Cumhurbaşkanı Recep Tayyip Erdoğan, hendek kazılması ve sokağa çıkma olaylarından sonra bölgedeki gerilimin arttığını ifade ederek, "Bıçak kemiğe fazlasıyla dayandı. Şu anda yargılanıyorlar. Tabii bu yargılananların sayısı artacak" dedi. Siyasi partilerin kapanmasına prensip olarak karşı olduğunu ancak siyasetçilerin dokunulmazlık zırhının arkasına saklanamayacağını ifade eden Erdoğan, "Milletin kendisine hizmet için emanet ettiği imkanları terör örgütünün emrine sunan belediye başkanları konusunda da, meclis üyeleri konusunda da İçişleri Bakanlığı ve yargının harekete geçmesi gerekiyor ve geçtiklerini de biliyorum." diye konuştu. Erdoğan, Suudi Arabistan'daki idamları ise 'bir iç hukuk meselesi' olarak gördüğünü aktardı.

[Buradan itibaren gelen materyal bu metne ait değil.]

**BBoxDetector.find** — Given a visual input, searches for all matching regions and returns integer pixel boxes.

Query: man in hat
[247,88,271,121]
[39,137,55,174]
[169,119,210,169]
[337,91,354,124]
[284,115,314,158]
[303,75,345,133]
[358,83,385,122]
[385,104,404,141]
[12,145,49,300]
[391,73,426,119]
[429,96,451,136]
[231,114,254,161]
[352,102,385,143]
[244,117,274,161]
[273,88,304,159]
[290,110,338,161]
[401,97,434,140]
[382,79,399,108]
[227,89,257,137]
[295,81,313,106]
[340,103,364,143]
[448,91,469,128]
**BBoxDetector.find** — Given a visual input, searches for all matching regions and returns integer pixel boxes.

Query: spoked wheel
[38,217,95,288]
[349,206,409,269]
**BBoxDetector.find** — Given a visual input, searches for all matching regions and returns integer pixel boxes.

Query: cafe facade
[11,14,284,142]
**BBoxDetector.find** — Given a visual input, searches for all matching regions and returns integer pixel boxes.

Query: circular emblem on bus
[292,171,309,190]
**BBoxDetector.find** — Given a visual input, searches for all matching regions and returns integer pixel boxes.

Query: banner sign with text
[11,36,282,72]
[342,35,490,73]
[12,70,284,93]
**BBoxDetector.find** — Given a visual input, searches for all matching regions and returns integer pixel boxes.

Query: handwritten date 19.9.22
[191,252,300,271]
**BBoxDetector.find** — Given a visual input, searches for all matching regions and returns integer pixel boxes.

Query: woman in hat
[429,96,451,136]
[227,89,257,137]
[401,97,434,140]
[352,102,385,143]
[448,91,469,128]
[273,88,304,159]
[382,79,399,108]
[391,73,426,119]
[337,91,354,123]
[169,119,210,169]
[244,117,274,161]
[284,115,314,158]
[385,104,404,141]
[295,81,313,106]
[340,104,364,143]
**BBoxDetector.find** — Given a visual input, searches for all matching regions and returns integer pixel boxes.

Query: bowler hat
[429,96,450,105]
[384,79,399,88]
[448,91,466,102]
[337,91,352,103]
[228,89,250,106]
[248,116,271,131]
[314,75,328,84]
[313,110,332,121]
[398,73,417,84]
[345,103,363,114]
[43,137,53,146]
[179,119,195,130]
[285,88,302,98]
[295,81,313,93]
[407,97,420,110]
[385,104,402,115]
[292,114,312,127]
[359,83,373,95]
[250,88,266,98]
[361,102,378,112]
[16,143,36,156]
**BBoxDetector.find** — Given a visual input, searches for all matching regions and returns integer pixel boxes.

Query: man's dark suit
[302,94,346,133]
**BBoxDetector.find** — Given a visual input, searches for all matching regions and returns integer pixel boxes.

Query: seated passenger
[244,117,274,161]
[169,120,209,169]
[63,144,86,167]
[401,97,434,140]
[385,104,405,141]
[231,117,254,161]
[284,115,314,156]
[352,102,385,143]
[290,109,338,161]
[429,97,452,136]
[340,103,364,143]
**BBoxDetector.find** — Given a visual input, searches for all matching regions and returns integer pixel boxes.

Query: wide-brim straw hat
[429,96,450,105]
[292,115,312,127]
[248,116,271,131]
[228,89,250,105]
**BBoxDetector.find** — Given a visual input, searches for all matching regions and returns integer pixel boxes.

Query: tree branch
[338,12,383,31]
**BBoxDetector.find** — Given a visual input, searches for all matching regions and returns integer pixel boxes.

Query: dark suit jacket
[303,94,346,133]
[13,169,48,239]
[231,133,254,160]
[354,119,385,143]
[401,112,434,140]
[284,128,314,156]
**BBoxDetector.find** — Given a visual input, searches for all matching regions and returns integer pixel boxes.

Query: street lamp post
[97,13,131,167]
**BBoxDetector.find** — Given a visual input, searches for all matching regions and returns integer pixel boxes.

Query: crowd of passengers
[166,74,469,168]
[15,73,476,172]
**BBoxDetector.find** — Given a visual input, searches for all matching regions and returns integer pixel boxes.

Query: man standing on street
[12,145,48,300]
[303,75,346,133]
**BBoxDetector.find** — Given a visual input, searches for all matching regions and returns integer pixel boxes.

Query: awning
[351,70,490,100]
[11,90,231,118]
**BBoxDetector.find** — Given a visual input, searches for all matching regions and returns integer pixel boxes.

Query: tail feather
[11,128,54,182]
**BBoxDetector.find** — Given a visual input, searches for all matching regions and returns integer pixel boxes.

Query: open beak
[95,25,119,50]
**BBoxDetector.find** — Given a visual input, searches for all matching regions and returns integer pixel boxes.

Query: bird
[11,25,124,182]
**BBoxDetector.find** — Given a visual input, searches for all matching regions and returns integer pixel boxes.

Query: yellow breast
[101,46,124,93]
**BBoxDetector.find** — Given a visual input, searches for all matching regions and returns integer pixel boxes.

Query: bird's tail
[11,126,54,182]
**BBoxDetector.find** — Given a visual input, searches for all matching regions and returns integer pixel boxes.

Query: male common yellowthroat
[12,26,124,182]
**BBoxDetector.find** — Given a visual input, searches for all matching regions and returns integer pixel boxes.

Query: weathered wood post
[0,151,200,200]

Cumhurbaşkanı Erdoğan, 18. Muhtarlar Toplantısı'nda gündeme dair değerlendirmelerde bulundu. 2015 yılının zor geçtiğini ifade eden Erdoğan, Güneydoğu Bölgesi'nde operasyonların uzamasının nedenini, güvenlik güçlerinin sivillere yönelik zarar dokunmama gayreti olduğunu söyledi. Dünkü Türkiye'nin yavaşlatılmasının kolay olduğunu, ancak bugünkü Türkiye'nin çok daha dirayetli olduğunu belirten Erdoğan, "Birisi kalkar Moskova'ya gider. Nasihat alır, döner. Ona çok yardımcı yapacaklarmış, onun arkasında ona güç veren terör örgütüne silah yardımı yapacaklarmış. Ne yaparlarsa yapsınlar. Ne diyor ilahi emirde? Allah bize yeter, o ne güzel bir vekildir." diye konuştu.
Geçen yıl 3 bin 100'ü aşkın teröristin etkisiz hale getirildiğini kaydeden Erdoğan, bölücü terör örgütünün tümüyle etkisiz hale getirilmesinin şart olduğunu ifade ederek, "Maalesef hendek kazan teröristleri arkadaşı olarak gören, terör örgütünün eylemlerine billboard ilanları ile destek veren bir ana muhalefetimiz var. Meclis kürsüsünde dizi repliklerinden güvenlik güçlerimizi de töhmet altında bırakacak muğlak alıntılar yapan mektuplar okunarak terör karşısında dik duruş sergilenemez. Terör örgütünün ya yanında olursunuz, ya da karşısında olursunuz. Bu işin ortası asla olamaz." diye konuştu.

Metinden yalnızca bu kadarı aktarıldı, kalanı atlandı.